- Directed by: Jandhyala
- Written by: Jandhyala (dialogues)
- Screenplay by: Jandhyala
- Story by: Adivishnu
- Produced by: Koneru Radhakumari
- Starring: Naresh; Mohan; Ashwini; Gayatri;
- Cinematography: P. Diwakar
- Edited by: Gautam Raju
- Music by: Rajan–Nagendra
- Production company: Santosh Films
- Release date: 7 October 1988;
- Country: India
- Language: Telugu

= Choopulu Kalasina Subhavela =

1988 film

Choopulu Kalasina Subhavela is a 1988 Telugu-language romantic comedy film directed by Jandhyala starring Naresh, Mohan, Ashwini and Gayatri. The music was composed by Rajan–Nagendra.

==Plot==
Anand Mohan works as a manager in a wall clock company owned by Pandurangam. Padma, daughter of Pandurangam's brother Nagalingam stays in his house and goes to college. Anand falls in love with her. But he is afraid to reveal it to Pandurangam because of the fear of losing his job.

Anand receives a letter from his friend Lakshmi Prasad.
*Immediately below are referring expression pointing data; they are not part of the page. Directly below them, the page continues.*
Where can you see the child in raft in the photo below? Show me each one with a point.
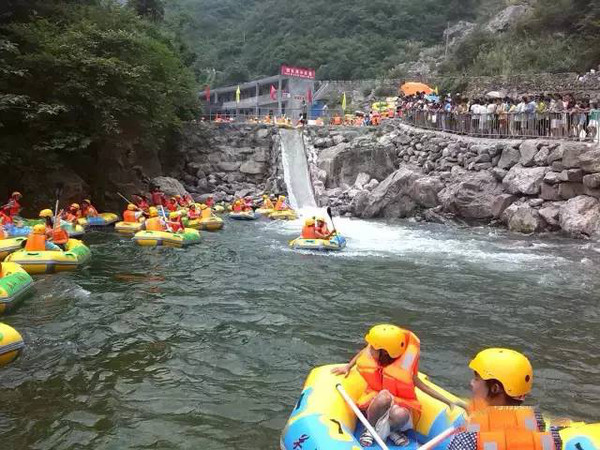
(390, 366)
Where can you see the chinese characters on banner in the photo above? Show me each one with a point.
(298, 72)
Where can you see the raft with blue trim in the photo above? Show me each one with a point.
(101, 220)
(322, 419)
(10, 245)
(243, 215)
(167, 239)
(129, 228)
(15, 284)
(11, 344)
(334, 243)
(52, 261)
(288, 214)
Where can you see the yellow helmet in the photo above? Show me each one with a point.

The letter explains his problems because of losses in his business. Anand goes to the village and rescues him as he is about to kill himself. He brings him to the town in hope of finding a job. Anand uses Lakshmi Prasad in various ways to convince Pandurangam of his love with Padma. At last Pandurangam realises their love and agrees to their proposal.
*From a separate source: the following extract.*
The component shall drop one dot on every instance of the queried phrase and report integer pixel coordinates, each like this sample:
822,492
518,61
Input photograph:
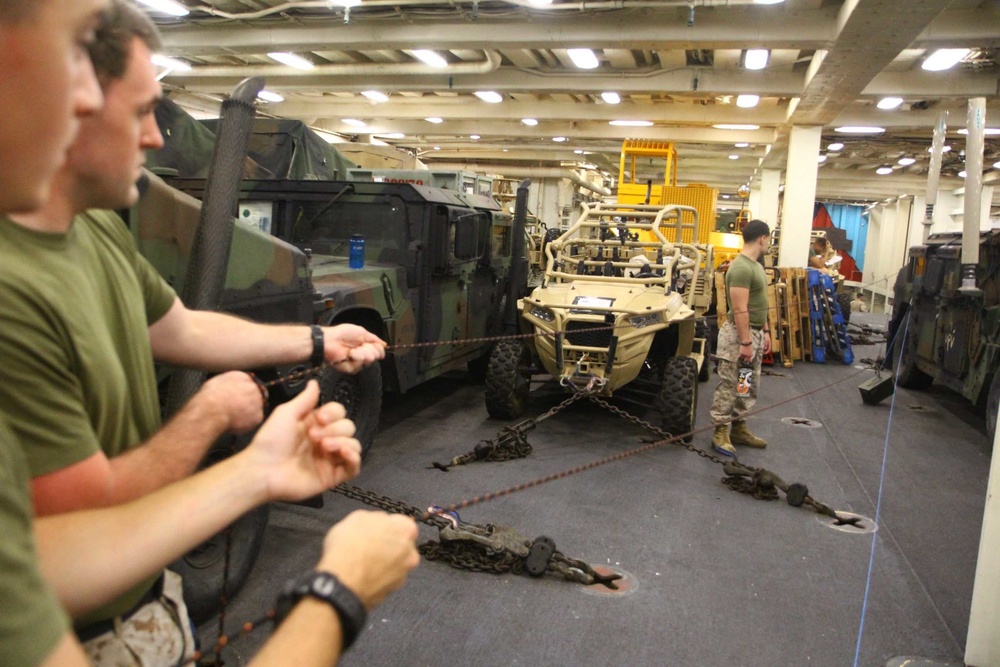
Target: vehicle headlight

Lakshmi Prasad also loved a girl when he was in his village. He loses track of her when her family has migrated to some other city. Luckily, Lakshmi Prasad finds her again. Nagalingam does not like the word "Love". So he opposes it when his daughter proposes to marry Anand. This leads to conflict between the brothers and they split their property including their mother. She feels bad about this. When she decided to live in a temple instead of witnessing the fight of her two sons, Anand's father takes her to his home. He advises his son to reunite their family because they split because of his love.

Anand along with Padma, Lakshmi Prasad and others enact a story to change the minds of Nagalingam, who finally agrees to marry his daughter to Anand, and their family reunites.